由于特殊原因,前圣尊上官甫决定搬出梦蝶阁,仍旧住在原先上尊殿。
天赐正式搬入梦蝶阁,却忐忑不安。
婉莹携手晴儿前来祝贺,更有天佑在前带路。
天赐亲自出迎,扶着婉莹落了座。
冰儿端茶倒水,极尽周到。
晴儿撇嘴一笑,“姐姐好福气,能得圣尊亲自搀扶,又得妹妹端茶递水。”
冰儿笑而不语,婉莹回眸浅笑,却佯装生气,娇嗔一句,“呸,就你话多!你想让某人搀扶就直说呗,还拐弯抹角敲打人家。”
天佑和晴儿互望一眼,纷纷羞笑。
他转而望着天赐笑容满面,喜不自胜。
“师兄,咱们总算不用四处逃亡,看人脸色了。想当初咱们逃亡江湖,到后来师兄深陷魔窟,再因缘际会一起杀回圣教,现在师兄又接任大位,可真是传奇啊!”

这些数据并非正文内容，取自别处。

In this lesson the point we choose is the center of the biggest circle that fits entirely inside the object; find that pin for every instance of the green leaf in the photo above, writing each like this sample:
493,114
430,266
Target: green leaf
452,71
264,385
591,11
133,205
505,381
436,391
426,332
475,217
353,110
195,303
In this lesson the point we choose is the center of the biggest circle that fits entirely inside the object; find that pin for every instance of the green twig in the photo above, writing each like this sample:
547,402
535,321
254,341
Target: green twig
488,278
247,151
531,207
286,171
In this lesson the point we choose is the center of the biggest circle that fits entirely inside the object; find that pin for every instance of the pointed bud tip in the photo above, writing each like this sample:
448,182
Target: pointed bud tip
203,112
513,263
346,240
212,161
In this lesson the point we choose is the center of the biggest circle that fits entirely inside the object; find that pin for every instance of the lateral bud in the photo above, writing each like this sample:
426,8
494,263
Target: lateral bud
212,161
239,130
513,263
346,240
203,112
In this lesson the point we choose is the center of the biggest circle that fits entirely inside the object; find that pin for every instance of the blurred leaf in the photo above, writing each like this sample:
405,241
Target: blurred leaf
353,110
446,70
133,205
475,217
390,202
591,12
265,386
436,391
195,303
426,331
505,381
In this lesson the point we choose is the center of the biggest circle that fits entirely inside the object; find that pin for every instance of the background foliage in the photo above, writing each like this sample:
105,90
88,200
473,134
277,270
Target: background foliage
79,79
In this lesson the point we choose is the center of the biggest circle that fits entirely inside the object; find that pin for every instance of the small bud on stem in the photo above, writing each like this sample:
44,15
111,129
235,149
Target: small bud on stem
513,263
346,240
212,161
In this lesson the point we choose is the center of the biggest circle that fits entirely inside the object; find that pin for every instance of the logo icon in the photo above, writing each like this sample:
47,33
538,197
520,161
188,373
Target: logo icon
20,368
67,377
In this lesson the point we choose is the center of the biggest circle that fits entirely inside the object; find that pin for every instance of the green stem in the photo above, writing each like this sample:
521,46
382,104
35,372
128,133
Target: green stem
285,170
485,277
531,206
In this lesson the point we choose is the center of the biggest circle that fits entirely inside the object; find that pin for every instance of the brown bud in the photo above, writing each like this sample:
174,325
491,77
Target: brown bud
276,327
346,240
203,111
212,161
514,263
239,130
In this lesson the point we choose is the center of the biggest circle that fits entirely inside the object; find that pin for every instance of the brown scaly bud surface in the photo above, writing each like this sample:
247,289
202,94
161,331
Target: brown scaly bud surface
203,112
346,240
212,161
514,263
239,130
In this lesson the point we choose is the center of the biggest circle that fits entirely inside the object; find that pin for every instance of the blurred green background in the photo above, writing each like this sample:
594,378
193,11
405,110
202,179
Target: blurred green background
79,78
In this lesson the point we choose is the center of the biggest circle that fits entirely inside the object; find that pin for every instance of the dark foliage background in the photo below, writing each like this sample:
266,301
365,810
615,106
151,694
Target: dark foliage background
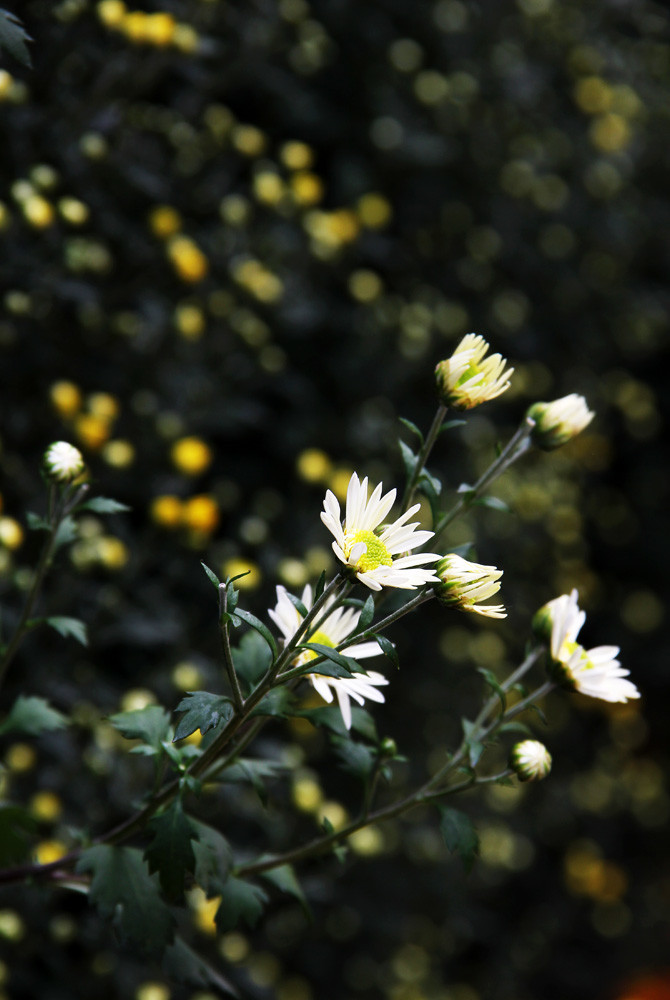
260,225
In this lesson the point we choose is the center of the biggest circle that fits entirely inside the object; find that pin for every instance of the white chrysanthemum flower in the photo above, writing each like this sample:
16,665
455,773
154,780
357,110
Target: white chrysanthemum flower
594,672
334,629
559,421
463,584
468,377
530,760
373,550
62,462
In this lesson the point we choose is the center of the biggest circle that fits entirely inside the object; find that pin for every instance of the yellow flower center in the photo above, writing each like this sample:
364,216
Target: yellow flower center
377,554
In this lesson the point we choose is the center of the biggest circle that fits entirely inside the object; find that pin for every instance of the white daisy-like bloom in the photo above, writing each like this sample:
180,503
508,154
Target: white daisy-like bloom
372,549
337,627
559,421
468,377
62,462
594,672
530,760
463,584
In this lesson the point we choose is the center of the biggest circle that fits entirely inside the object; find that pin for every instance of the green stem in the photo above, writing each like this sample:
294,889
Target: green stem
517,446
422,457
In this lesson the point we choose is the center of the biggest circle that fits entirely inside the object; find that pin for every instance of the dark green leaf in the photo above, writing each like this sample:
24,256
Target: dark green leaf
13,37
257,624
104,505
15,826
284,879
202,710
183,965
124,892
240,900
459,835
69,627
32,716
494,684
213,858
211,575
151,725
411,427
170,852
278,702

天赐也轻叹一声,想起往事历历在目,他只觉得光阴似箭,岁月如梭。
“当初多亏了小蝶,否则我们早死几十回了。”
“还有我!”晴儿举起藕臂喊。
婉莹玉指轻点,白了她一眼,“对对对,还有你!又没人抢你功劳,你急什么哩?”
天赐难得露出一丝笑意,却转瞬愁眉不展,心事重重。
“如今虽然改命换天,但能不能胜任我心中没有底。而且师父虽然退了位,如何安置他是个大问题,我不想亏待了他老人家。”
天佑见他信心不足,便拍着胸脯说:“师兄放心,还有我们,我们会一直扶保你。师兄只管坐你的圣尊宝座,其余的事交给我们便是。谁要是不服气,我便打到他服气为止!”

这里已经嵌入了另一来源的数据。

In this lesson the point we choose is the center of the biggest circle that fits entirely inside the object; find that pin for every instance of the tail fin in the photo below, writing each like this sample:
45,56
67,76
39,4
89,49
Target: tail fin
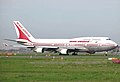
22,32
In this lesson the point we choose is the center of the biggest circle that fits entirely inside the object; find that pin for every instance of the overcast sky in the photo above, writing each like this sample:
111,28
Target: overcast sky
61,18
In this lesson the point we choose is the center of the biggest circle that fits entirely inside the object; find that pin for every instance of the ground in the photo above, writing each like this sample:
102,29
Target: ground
54,68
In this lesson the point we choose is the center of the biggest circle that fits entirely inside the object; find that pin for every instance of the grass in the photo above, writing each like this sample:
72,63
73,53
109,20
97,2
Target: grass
70,69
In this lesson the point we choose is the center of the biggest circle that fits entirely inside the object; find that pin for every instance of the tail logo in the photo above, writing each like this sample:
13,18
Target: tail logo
23,29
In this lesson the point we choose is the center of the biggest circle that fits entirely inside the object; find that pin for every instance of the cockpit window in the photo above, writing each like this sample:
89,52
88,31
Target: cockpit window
108,39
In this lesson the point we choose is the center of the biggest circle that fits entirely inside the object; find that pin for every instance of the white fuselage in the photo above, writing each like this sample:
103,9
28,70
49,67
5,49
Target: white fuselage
95,44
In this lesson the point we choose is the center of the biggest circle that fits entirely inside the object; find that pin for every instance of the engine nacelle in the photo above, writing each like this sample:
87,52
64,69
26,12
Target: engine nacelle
64,51
39,50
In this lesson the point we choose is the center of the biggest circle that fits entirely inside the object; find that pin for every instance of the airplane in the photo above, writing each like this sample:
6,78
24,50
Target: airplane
62,46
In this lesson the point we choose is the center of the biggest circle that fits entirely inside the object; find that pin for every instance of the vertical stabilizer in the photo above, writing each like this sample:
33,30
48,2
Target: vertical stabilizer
22,32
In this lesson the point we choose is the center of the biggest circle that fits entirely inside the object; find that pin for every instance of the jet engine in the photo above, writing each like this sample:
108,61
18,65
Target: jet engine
39,50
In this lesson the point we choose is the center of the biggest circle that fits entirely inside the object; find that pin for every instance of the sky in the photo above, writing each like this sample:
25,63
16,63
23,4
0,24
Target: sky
61,18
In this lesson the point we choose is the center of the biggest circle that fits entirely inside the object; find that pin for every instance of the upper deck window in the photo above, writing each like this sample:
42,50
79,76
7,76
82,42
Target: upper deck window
108,39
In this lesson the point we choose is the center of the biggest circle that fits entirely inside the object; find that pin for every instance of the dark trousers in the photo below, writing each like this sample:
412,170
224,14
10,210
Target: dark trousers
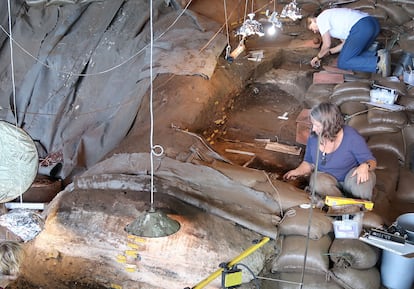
355,54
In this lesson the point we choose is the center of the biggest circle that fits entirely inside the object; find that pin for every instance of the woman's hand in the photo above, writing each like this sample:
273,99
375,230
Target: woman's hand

晴儿捂嘴轻笑,忍不住小手攥拳轻敲天佑脑袋,嗔了一句:“你就是崇尚暴力,能不能动动脑子!”
“我什么时候不动脑子了?”天佑委屈巴巴地瞅着晴儿。
婉莹见她俩打打闹闹,心下暗喜。
她没有功夫过问她俩的事,却对天赐忧心的事早有思考。
“其实这件事不难办,你师父毕竟当了十年圣尊,如今功成身退,咱们也不能怠慢了他。不如尊你师父为上尊,并昭告圣教,上尊为你义父,他今后不仅不用参拜你,你还要以孝礼相待。”

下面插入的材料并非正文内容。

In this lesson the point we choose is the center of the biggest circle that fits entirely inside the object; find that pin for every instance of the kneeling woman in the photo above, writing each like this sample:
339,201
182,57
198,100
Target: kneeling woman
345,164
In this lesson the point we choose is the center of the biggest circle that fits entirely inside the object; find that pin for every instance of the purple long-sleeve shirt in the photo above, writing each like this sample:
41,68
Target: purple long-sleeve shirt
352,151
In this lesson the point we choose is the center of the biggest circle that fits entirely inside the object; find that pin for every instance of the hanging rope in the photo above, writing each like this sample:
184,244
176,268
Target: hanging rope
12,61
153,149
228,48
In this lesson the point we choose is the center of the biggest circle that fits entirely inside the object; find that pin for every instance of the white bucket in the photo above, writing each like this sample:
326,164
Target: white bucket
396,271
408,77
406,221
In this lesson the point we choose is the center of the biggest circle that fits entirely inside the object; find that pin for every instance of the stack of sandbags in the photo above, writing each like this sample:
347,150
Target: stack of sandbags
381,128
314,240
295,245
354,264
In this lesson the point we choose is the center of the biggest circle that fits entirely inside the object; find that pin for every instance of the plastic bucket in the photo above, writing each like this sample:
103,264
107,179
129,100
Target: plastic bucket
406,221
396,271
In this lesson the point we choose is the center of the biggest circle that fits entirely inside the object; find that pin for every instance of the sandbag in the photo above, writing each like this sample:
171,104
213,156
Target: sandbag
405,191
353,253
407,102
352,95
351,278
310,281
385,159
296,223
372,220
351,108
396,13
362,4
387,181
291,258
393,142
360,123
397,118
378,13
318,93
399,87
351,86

天佑一愣,扭过头来趴在椅子上问:“师兄,原来师父就是上尊吧?”
天赐喜上眉梢,“小蝶这个想法可行,江湖上有金尊、天尊、圣尊,师父就叫上尊!另外,圣教但凡大事,必须先请示上尊,再报于我。”
婉莹明眸闪着亮光,暗暗赞许。
于是婉莹拟旨,冰儿宣旨,上官甫自此被尊为上尊。
婉莹又帮天赐出谋划策,拟定了新的职位任免令。
按照新的职位任免令,左常侍夏淑敏调任上护,负责护卫上官甫。冰儿被擢拔为左常侍,右圣丞崔恒初擢拔为水圣相,右圣使郭嘉佑升为左圣御,螭吻护教汪道圣升为右圣御。
而饕餮护教杨耀武等八人,天赐思来想去,决定将杨耀武擢拔为左圣使,椒图护教范文轩提升为右圣使,狴犴护教云天涯升为左圣丞,火龙旗主封一刀擢为右圣丞,木龙旗主聂凌云、土龙旗主步越峰、水龙旗主尹正天、金龙旗主魏青云等人分别任护教。
唯独关于金圣相人选,天赐迟迟拿不定主意。
婉莹柔声问:“关于金圣相,你是不是没有合适的人选?”
天赐愁眉紧皱,幽幽说:“其实人选我早就有了,只是怕他不愿意。”
“谁?”
“霍天毅,前左圣尉,后来被我师父降为右圣尉。”
“哦,”婉莹恍然大悟,旋即浅浅一笑,“他名列十绝,自然不会辱没了自己的名声。你想让他效力,太难了。不过咱们可以试一试,说不定他会心动。”
“怎么试?”天赐一惊。
婉莹轻轻附耳低语,脸上露出灿烂笑容。
天赐暗暗点头,眼中也多了几分欣喜。
旨意刚下,卫青山便迫不及待前往拜见上官甫。
不久韩文信也疾步前往,正巧在上尊殿前遇到了卫青山。
两人寒暄一阵,便携手拜见。
上官甫在大殿见了两人,又命夏淑敏奉茶。
“你们两个有什么事尽管说吧,如果是为了劝我复位的事就不必说了!”
韩文信急切说:“上尊,即便是退了位,也该摄政三五年,以观后效。圣尊毕竟年轻,缺乏经验,何况眼下局势复杂,波谲云诡,如果稍有偏颇,圣教危矣!”
上官甫笑而不语,静静听他说。
韩文信情真意切说:“属下恳请上尊以大局为重,这种复杂多变的时局绝不能交给年轻人,否则他们血气上头,很可能要坏了圣教大好前途!”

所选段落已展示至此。